Nothing is wrong with consensual sex, period. I needen't be in a marriage or relationship with them. I don't care if it's vanilla, scat, bdsm, cuckolding, or whatever. We have more than enough science and technology that people can have sex with little fear. It's only when governments want to inflict their "morals" on people do people really start to hurt. They do this by keeping drugs, devices, and techniques away. Thankfully, The Satanic Temple has been challenging these "moral precepts" as the religious laws enshrined into to state laws. (Seriously, who'd have thought that TST would fight for peoples' rights?!)
And I also have no issue with prostitutes. I've never procured the services of any, but I see no shame in doing so either. It's no more a temporary feel-good similar to that of a roller coaster or a concert. It's just "bad" because of the puritanical beliefs that all sex is bad, outside a marriage (later turned to relationship).
And regarding SAW, the show was meh. It's a slasher for slasher's sake.
Is that entirely true? If I say "nothing is wrong with eating Big Macs, period" that's right in one sense. But you and I can see with our own eyes what an unrestrained diet of Big Macs might do, and it's bad, if not legally wrong.

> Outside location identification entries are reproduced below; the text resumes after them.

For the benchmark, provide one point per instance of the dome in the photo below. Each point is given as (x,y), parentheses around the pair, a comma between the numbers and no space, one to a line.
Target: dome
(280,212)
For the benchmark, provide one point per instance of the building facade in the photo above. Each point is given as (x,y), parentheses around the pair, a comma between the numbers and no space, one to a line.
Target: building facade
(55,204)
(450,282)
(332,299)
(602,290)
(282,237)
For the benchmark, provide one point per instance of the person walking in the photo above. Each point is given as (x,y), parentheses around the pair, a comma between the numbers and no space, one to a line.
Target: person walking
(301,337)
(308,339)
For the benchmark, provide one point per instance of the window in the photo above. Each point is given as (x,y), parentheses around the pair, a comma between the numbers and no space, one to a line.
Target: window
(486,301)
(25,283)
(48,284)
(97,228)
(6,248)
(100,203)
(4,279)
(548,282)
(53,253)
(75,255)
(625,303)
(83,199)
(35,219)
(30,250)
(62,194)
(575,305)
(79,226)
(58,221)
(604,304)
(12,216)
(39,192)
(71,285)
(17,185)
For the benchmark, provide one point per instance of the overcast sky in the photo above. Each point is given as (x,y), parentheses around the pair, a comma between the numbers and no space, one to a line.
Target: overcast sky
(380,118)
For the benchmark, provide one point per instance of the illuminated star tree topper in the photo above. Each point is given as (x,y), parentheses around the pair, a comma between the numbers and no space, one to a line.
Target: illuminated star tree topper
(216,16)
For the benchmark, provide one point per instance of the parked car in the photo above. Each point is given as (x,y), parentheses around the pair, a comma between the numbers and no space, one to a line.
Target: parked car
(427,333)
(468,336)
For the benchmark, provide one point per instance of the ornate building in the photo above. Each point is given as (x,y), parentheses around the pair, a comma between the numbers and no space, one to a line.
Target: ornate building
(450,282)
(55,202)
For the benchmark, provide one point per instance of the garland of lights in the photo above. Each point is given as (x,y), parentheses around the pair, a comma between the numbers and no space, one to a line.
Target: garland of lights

You might say the problem with unrestrained eating is the desire or relationship with food, not the object (the Big Mac), but in that case traditional morality is also saying something about the focus of 'healthy' desire, not the sex act.
Even if you strip away the "wrong," the way people incorporate sex into their relationships and ethics will make lives better or worse.
the puritanical value is 'sex should be enjoyed in marriage, monogamously'
pornography is harmful to our brains, many studies have shown this.
plenty of studies also show that people who have fewer sexual partners are ultimately happier in their sex life.
and it doesnt take much thought to see that STDs would spread much more slowly if people were monogamous.
lots of good things come from that value. on the inverse, the 'have sex as much as you want' mentality leads to unplanned pregnancies/killing unborn babies, devaluation of the gift of sex, and spread of disease. but hey, you get to have 'lots of fun' so is it worth it?
sex and money are the greatest idols in our society, and the worship of either does not yield good things.
Pornography isn't even close to what it was 30 years ago when you for the most part only saw it in nudie mags that your dad had (or friend had who stole it from his dad). Today, kids have easy access to a wealth of horrifying and bastardized hard-core pornography.
But not only that, the ads and search results and images that show up for the more innocent things will lead them to the more awful things, because they're just readily visible and accessible right there.
To be honest the only solution we have found is twofold: to change our wifi password to disable internet on all devices (he was sneaking his Nintendo 3DS into the bathroom for 2 months to look at porn on it) and to proactively start teaching them that life is more than a constant quest for more and more intense pleasure, and that if you allow yourself to give into that base mentality, you are throwing away a good portion of your future that could be filled with meaningful real relationships and legitimately joyful times, in exchange for maximizing pleasure and minimizing pain until you die.